Here is the implementation for the getDiff method(in a separate module).

{-# LANGUAGE OverloadedStrings #-}

module Diff where

import Lib
import Control.Monad
import qualified Data.Algorithm.Diff as D
import qualified Data.Algorithm.DiffOutput as D
import qualified Data.Map.Strict as Map
import qualified Text.HTML.TagSoup as TS
import Debug.Trace
import Text.Regex.PCRE

getDiffs :: TaskMap -> TaskMap -> Map.Map URL (Maybe Bool)
getDiffs olds news = Map.mapWithKey diff olds
  where
    diff key oldTask = do
      newTask <- Map.lookup key news

      let hash  = pageHash oldTask
      let hash' = pageHash newTask

      let diffs = D.getDiff (parsedSource oldTask) (parsedSource newTask)
      let options = opts key
      let filteredDiffs = filtered options diffs

      let changed = (hash /= hash') && (not.null $ filteredDiffs)
      if changed
        then traceM $ ppDiff filteredDiffs
        else traceM "Nothing changed"
      return changed

parsedSource :: Task -> [TS.Tag PageSource]
parsedSource = TS.parseTags . pageSource

ppDiff :: [D.Diff (TS.Tag PageSource)] -> String
ppDiff = unlines . ppDiffPairs

ppDiffPairs :: [D.Diff (TS.Tag PageSource)] -> [String]
ppDiffPairs diffs = zipWith
      (\(D.First first) (D.Second second) ->
         "<<<<<<\n"
      ++ show first
      ++ "\n======\n"
      ++ show second
      ++ "\n>>>>>>\n"
      )
    (onlyFirsts diffs) (onlySeconds diffs)
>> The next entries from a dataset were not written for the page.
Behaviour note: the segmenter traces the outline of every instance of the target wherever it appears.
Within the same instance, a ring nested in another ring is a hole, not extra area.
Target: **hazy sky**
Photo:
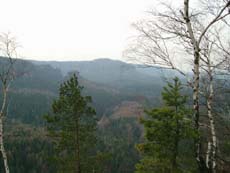
[[[4,0],[0,32],[10,31],[21,57],[38,60],[120,59],[131,23],[154,0]]]

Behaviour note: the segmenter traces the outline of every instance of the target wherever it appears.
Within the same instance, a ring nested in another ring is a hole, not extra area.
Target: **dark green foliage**
[[[196,136],[189,118],[191,112],[185,107],[186,97],[180,94],[181,90],[181,83],[175,78],[174,83],[168,83],[162,92],[165,106],[146,111],[148,117],[141,119],[146,141],[137,145],[143,154],[140,163],[136,164],[137,173],[176,173],[192,168],[192,156],[186,158],[182,154],[185,151],[180,148],[182,143],[192,141]],[[187,167],[188,159],[191,162]]]
[[[56,150],[58,172],[91,172],[96,166],[95,110],[91,97],[81,95],[76,75],[64,82],[53,102],[52,114],[46,116],[47,128]]]
[[[107,127],[99,129],[104,152],[111,155],[106,173],[132,173],[138,161],[135,143],[140,141],[142,131],[136,118],[111,120]]]

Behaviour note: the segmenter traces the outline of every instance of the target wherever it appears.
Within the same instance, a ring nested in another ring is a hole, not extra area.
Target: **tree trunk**
[[[211,131],[211,141],[208,142],[207,156],[206,156],[206,166],[212,173],[216,173],[216,150],[217,150],[217,139],[216,139],[216,130],[214,123],[214,116],[212,113],[212,101],[213,101],[213,76],[211,70],[210,61],[208,61],[208,75],[209,75],[209,95],[207,98],[207,111],[208,119],[210,124]]]
[[[188,33],[191,39],[191,43],[194,49],[193,111],[194,111],[195,129],[199,133],[200,132],[200,125],[199,125],[199,118],[200,118],[200,113],[199,113],[200,49],[199,49],[198,42],[194,36],[193,28],[192,28],[191,21],[190,21],[189,0],[184,0],[184,20],[186,22],[186,27],[187,27],[187,30],[188,30]],[[201,155],[200,137],[196,139],[195,147],[196,147],[195,157],[196,157],[196,161],[198,164],[199,172],[204,173],[206,172],[207,168],[206,168],[204,158]]]
[[[80,143],[79,143],[79,118],[77,117],[76,121],[76,173],[81,173],[80,166]]]
[[[5,85],[2,86],[2,90],[3,90],[3,102],[2,102],[2,108],[1,108],[1,112],[0,112],[0,150],[2,153],[2,158],[3,158],[3,162],[4,162],[4,169],[5,169],[5,173],[9,173],[9,166],[8,166],[8,162],[7,162],[7,155],[6,155],[6,151],[4,148],[4,142],[3,142],[3,114],[4,114],[4,110],[6,107],[6,97],[7,97],[7,87]]]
onlySeconds :: [D.Diff t] -> [D.Diff t]
onlySeconds = filter (\diff ->
  case diff of
    D.Second _ -> True
    _         -> False)

onlyFirsts :: [D.Diff t] -> [D.Diff t]
onlyFirsts = filter (\diff ->
  case diff of
    D.First _ -> True
    _         -> False)

filtered :: Opts -> [D.Diff (TS.Tag PageSource)] -> [D.Diff (TS.Tag PageSource)]
filtered options diffs = filter(\diff -> all (\option -> ok option diff) options ) diffs
  where ok option diff = case diff of D.Both _ _ -> False
                                      _          -> case option of BlackList Open name -> not $ TS.isTagOpenName name d
                                                                   BlackList Close name -> not $ TS.isTagCloseName name d
                                                                   BlackList TextRegex regex -> TS.isTagText d && (TS.fromTagText d =~ regex)
                                                                   WhiteList Open name -> name == "*" || TS.isTagOpenName name d
                                                                   _ -> undefined
                                                                   where d = fromDiff diff

fromDiff :: D.Diff (TS.Tag PageSource) -> TS.Tag PageSource
fromDiff (D.First a) = a
fromDiff (D.Second a) = a

Most of the logic is in getDiffs: first compare the new hash with the old hash. If pageSource changed, then find the difference of the pages at the level of HTML tags. To do this, TagSoup is used to parse pageSource into a list of Tags. Since Tag implements Eq typeclass, it is supported by the diff algorithm. This is where the typeclass system really becomes useful.

Now that the diffs are calculated, just need to filter out the ones that we said we wanted in options. Since options are implemented on the type level as opposed to data level, pattern matching against types is necessary. Options is a product type which is pleasant to pattern match against.

Conclusion

Using Haskell, we can monitor pages in a modular and type safe manner.

After reading about Supreme drops online, I realized the website only changes on Thursdays so I won’t know what urls to watch.

Later, I lost interest in fashion and this project is abandoned.